La produzione acquaponica è una forma di idroponica in cui le piante ricevono alcuni o tutti i loro nutrienti consegnati in forma liquida dai rifiuti di pesce. L’acquaponica è definita qui come un sistema idroponico a ricircolo in cui le piante sono coltivate in sostanze nutritive provenienti dalle acque reflue degli animali acquatici, che possono includere l’uso di batteri per migliorare la disponibilità di tali sostanze nutritive alle piante. Le piante migliorano la qualità dell’acqua utilizzando i nutrienti, e l’acqua viene poi ricircolata agli animali acquatici.

Il PON ha norme rigorose per la manipolazione del letame animale nella produzione biologica terrestre, ma non esistono norme di questo tipo per garantire la sicurezza degli alimenti vegetali prodotti nello spreco fecale dei vertebrati acquatici. Inoltre, il PON non ha ancora emanato norme per la produzione di acquacoltura biologica, da cui dipenderebbe la produzione di impianti acquaponici. «Il sottocomitato per le colture si oppone a consentire in questo momento la certificazione biologica dei sistemi di produzione acquaponica. Se in futuro verranno emanate norme in materia di acquacoltura e verranno risolte le preoccupazioni relative alla sicurezza alimentare, l’acquaponica potrebbe essere rivalutata.’ (NOSB 2017, pag. 82).
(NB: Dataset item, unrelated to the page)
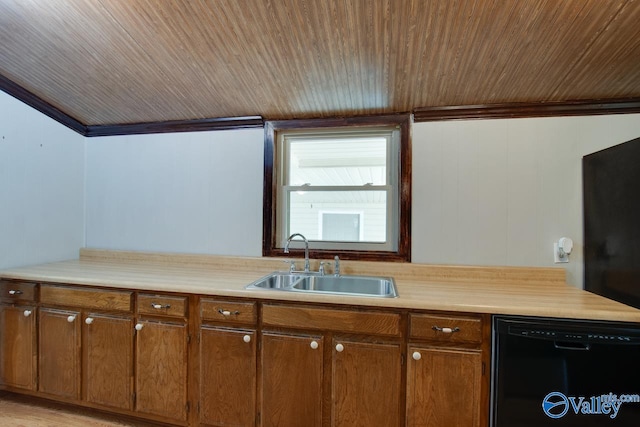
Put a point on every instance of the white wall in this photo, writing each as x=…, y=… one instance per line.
x=195, y=192
x=500, y=192
x=41, y=187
C’è la certificazione ‘Naturally Grown’, una certificazione peer-review, di base, che include esplicitamente l’aquaponica (https://www.cngfarming.org/ aquaponics). Questa certificazione prevede un catalogo con criteri a partire da gennaio 2016. Solo i prodotti vegetali sono certificati, non la parte di pesce, perché al momento esso (ad es. mangimi per pesci) non soddisfa i criteri generali per la certificazione del bestiame. I criteri disciplinano i seguenti aspetti: progettazione e componenti del sistema, materiali per i principali componenti del sistema e supporti di coltura/radice, fonti idriche, monitoraggio, input per la regolazione del pH, uso e smaltimento dei rifiuti, produzione e gestione delle colture, gestione del pesce, ubicazione e tamponi, energia e registrazione Tenere. Il regime si basa su programmi di ispezione inter pares e non consente l’uso di pesticidi sintetici e fungicidi, pesticidi a base di rame, pesticidi a base petrolchimica o fungicidi. Non regola i componenti della parte vegetale, ma ne valuta le funzioni: regolazione dell’acqua, aerazione, degasaggio, biofiltrazioni e rimozione di rifiuti solidi di pesce.

In sintesi, ci sono singoli organismi di certificazione biologica negli Stati Uniti che certificano l’acquaponica (parti) come produzione biologica, ma ci sono anche casi segnalati di agricoltori che sostengono la produzione biologica senza essere certificati (Friendly Aquaponics 2018). Dopo questo capitolo va alla stampa ci possono essere nuovi sviluppi che interessano il tema della certificazione biologica. Inoltre, la questione dell’agricoltura urbana dichiarata come agricoltura e quindi ammissibile ai fondi agricoli potrebbe ottenere uno status più chiaro con il nuovo US Farm Bill.